TensorFlow used to implement a simple identification code verification process

In this paper we use TensorFlow to achieve a deep learning model used to implement the process of verification code identification, where identification verification code is CAPTCHA, first of all we will use the data to train a good label model, and then use the model to achieve the verification of the identification code.

1. verification code ready

Here we use python library to generate a captcha to this library is not installed by default, so here we need to install the library, and we also need to install the pillow library

1

After installing, we can come to generate a simple graphical codes with the following code

1

1

Can be seen in the figure is the content of the text we have defined, so that we can get a real picture and its corresponding text, then we can use it to generate a number of training data and the test data.

2. Pretreatment

Before training is certainly to data preprocessing, and now we first defined the verification code text to be generated, which is equivalent to already have a label, and then we re-use it to generate verification codes, you can get input x data, and here we first defined the input of our vocabulary, because the uppercase and lowercase letters plus numbers of relatively large vocabulary, imagine that we use this code contains uppercase and lowercase letters and numbers of a four-character code verification, a total of possible combinations is (26 + 26 + 10) ^ 4 = 14,776,336 kinds of combinations, the number of training up a bit big, so here we streamlined look, using only pure digital code to train, so the number of combinations becomes 10 ^ 4 = 10000 species, apparently a lot less.

So here we define a vocabulary and its length variables:

1

Here VOCAB vocabularies is the content, i.e., 0 to 9 of these 10 figures, i.e., character code verification CAPTCHA_LENGTH number is 4, length is a length VOCAB vocabulary, i.e., 10.

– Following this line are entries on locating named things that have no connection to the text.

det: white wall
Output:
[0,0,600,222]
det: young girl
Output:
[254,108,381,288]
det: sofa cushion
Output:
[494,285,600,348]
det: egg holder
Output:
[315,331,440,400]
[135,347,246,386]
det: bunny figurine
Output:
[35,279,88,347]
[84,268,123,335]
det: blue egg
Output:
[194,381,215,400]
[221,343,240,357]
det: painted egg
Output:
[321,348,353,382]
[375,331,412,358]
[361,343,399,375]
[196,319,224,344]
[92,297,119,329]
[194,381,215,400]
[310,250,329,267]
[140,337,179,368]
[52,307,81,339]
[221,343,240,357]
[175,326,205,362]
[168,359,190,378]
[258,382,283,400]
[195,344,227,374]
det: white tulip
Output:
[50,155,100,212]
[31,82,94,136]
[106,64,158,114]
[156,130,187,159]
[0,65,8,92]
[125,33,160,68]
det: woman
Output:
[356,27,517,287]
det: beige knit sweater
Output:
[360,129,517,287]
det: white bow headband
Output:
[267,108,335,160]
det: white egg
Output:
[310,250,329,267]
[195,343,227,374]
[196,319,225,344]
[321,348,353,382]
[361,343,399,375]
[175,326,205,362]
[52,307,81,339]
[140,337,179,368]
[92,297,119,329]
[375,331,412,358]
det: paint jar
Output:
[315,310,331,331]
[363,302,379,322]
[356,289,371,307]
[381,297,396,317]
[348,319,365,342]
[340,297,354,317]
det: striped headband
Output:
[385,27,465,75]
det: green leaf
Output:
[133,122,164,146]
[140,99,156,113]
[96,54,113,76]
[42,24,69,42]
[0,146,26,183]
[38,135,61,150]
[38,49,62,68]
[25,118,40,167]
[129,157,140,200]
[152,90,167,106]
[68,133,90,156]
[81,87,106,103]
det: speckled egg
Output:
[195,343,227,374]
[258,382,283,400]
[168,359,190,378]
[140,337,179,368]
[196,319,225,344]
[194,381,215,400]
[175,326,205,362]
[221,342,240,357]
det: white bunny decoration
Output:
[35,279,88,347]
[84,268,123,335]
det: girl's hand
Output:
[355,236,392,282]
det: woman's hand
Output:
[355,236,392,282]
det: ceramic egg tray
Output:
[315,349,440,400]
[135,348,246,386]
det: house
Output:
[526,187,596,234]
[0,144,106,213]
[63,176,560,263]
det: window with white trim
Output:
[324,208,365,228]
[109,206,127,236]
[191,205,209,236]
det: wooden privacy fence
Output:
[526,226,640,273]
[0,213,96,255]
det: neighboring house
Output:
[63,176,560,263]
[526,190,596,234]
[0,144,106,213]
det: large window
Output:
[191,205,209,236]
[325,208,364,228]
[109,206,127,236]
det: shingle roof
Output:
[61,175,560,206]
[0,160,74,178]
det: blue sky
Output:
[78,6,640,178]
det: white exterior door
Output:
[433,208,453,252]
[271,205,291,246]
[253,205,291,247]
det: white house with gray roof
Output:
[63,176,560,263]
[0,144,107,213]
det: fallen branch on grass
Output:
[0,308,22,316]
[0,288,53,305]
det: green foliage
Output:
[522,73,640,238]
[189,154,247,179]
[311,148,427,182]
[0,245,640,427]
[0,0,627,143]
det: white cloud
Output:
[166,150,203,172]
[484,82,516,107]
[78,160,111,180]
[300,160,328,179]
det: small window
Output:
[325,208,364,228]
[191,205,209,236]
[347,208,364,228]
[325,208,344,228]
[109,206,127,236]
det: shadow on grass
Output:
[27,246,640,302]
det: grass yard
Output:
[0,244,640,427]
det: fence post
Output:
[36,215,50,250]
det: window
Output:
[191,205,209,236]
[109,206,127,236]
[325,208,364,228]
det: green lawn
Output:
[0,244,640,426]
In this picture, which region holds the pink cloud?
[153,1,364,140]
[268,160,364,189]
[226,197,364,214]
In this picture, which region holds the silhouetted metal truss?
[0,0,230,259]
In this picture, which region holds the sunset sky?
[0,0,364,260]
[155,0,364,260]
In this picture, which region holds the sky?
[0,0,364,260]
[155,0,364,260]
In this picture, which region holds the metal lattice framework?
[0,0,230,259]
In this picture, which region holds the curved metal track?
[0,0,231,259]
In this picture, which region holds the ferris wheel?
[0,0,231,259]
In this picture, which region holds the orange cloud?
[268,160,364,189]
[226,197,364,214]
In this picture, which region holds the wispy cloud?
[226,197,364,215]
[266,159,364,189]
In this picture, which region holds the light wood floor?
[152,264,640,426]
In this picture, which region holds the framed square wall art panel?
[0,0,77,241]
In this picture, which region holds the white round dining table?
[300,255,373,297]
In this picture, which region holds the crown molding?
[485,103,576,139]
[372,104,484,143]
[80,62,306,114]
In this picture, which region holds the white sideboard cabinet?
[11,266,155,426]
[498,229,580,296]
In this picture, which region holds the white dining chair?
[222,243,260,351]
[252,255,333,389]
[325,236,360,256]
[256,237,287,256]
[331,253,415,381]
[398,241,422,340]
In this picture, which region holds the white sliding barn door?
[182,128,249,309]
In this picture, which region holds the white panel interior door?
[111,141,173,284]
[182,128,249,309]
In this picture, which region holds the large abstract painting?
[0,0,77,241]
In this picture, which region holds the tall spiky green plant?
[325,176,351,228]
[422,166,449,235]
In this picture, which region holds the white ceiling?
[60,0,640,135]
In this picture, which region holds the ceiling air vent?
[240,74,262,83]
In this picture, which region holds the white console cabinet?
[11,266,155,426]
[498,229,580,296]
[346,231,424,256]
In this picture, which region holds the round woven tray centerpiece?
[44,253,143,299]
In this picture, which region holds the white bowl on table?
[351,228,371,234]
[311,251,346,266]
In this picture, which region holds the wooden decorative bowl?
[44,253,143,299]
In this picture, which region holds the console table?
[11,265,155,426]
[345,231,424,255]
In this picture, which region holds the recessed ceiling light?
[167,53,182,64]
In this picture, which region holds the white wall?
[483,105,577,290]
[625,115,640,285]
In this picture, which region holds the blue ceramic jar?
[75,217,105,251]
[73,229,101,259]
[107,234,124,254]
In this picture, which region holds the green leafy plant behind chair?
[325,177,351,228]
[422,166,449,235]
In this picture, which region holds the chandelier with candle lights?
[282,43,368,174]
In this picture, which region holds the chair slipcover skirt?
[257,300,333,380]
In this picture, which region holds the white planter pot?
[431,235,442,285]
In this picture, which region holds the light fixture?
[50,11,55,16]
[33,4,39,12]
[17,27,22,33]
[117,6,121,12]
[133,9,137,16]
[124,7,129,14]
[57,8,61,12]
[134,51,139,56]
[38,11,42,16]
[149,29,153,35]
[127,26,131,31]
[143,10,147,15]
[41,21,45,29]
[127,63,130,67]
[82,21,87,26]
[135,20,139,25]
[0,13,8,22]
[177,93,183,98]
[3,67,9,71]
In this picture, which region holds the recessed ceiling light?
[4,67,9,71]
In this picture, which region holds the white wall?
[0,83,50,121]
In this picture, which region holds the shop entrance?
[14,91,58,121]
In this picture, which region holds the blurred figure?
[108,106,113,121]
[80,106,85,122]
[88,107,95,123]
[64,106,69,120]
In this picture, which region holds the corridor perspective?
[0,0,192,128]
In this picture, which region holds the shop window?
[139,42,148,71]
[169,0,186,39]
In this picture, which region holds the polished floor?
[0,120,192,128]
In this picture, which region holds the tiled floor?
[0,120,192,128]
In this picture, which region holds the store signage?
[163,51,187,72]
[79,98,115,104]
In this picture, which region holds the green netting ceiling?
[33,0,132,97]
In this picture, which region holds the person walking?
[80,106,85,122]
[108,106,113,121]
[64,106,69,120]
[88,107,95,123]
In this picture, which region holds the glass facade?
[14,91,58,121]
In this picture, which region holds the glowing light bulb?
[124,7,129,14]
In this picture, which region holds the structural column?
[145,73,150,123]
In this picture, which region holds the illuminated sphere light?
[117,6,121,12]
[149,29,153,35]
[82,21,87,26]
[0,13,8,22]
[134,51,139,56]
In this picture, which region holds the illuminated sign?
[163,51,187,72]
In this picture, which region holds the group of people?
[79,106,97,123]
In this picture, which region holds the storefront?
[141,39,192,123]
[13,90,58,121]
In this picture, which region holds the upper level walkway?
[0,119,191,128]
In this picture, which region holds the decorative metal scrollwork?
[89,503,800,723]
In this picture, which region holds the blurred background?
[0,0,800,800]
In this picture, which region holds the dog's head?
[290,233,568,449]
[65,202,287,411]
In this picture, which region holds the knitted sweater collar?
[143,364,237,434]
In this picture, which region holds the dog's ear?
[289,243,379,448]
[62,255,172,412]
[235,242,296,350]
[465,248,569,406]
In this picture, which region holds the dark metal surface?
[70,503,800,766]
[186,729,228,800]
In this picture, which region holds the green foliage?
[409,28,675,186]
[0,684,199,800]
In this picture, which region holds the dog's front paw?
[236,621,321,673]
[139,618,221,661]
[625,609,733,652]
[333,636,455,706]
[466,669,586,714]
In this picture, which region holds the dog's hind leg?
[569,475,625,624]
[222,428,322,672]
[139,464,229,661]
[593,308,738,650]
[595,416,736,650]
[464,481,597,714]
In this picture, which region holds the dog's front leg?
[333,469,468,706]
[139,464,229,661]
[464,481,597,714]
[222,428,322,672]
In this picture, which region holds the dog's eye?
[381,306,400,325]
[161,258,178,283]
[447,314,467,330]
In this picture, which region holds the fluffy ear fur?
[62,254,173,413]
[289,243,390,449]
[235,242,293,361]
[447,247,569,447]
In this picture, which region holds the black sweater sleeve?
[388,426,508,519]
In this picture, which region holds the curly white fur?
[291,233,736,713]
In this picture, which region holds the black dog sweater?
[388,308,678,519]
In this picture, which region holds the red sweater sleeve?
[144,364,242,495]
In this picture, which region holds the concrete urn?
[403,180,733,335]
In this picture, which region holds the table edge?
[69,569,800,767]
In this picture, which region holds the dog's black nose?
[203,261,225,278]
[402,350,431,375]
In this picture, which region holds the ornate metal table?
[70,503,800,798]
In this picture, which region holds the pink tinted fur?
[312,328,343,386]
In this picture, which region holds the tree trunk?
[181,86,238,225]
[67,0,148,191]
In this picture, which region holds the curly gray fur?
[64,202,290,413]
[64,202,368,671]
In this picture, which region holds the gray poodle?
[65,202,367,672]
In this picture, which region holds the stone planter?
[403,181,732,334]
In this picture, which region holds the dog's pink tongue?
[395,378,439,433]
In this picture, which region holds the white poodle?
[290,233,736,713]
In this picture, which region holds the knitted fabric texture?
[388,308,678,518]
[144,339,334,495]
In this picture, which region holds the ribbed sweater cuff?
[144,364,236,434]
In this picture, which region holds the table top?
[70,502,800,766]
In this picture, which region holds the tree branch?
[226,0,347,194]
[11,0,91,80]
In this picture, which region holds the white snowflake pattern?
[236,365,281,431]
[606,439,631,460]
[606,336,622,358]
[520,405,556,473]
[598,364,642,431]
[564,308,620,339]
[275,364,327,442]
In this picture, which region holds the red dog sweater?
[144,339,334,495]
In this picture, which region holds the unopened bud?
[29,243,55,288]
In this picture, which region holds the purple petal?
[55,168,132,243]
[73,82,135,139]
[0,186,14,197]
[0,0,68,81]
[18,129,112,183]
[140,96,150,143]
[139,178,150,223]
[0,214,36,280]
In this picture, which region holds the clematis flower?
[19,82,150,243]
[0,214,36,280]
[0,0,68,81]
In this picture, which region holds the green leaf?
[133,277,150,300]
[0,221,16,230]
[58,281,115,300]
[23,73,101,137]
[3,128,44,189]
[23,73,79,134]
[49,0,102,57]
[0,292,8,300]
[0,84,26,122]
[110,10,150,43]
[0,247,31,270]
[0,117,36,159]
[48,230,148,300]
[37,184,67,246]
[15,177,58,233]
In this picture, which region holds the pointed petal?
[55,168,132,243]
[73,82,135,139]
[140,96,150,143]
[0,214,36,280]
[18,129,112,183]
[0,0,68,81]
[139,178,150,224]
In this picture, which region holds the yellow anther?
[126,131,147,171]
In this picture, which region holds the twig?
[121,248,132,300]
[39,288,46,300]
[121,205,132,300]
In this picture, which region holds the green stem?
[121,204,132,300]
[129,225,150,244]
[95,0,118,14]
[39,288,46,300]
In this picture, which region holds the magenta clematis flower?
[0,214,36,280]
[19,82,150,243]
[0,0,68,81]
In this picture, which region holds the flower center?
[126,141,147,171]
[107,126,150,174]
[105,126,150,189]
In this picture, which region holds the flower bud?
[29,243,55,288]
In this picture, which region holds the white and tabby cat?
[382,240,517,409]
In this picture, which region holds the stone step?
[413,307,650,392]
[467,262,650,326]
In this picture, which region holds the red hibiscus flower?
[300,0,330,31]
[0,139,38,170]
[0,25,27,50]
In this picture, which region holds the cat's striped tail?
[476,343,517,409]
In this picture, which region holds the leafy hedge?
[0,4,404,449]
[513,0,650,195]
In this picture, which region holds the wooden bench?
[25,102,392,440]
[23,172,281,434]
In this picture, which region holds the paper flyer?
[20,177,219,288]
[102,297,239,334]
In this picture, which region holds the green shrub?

Next we define a method for generating a verification code data, the process similar to the above, but here we will return the data into the form of an array Numpy:

1

So call this method, we can get a Numpy array, this in fact is converted into the code of each pixel RGB, what we call this method to try:

1

It reads as follows:

1

可以看到它的 shape 是 (60, 160, 3),这其实代表验证码图片的高度是 60,宽度是 160,是 60 x 160 像素的验证码,每个像素都有 RGB 值,所以最后一维即为像素的 RGB 值。

接下来我们需要定义 label,由于我们需要使用深度学习模型进行训练,所以这里我们的 label 数据最好使用 One-Hot 编码,即如果验证码文本是 1234,那么应该词表索引位置置 1,总共的长度是 40,我们用程序实现一下 One-Hot 编码和文本的互相转换:

1

这里 text2vec() 方法就是将真实文本转化为 One-Hot 编码,vec2text() 方法就是将 One-Hot 编码转回真实文本。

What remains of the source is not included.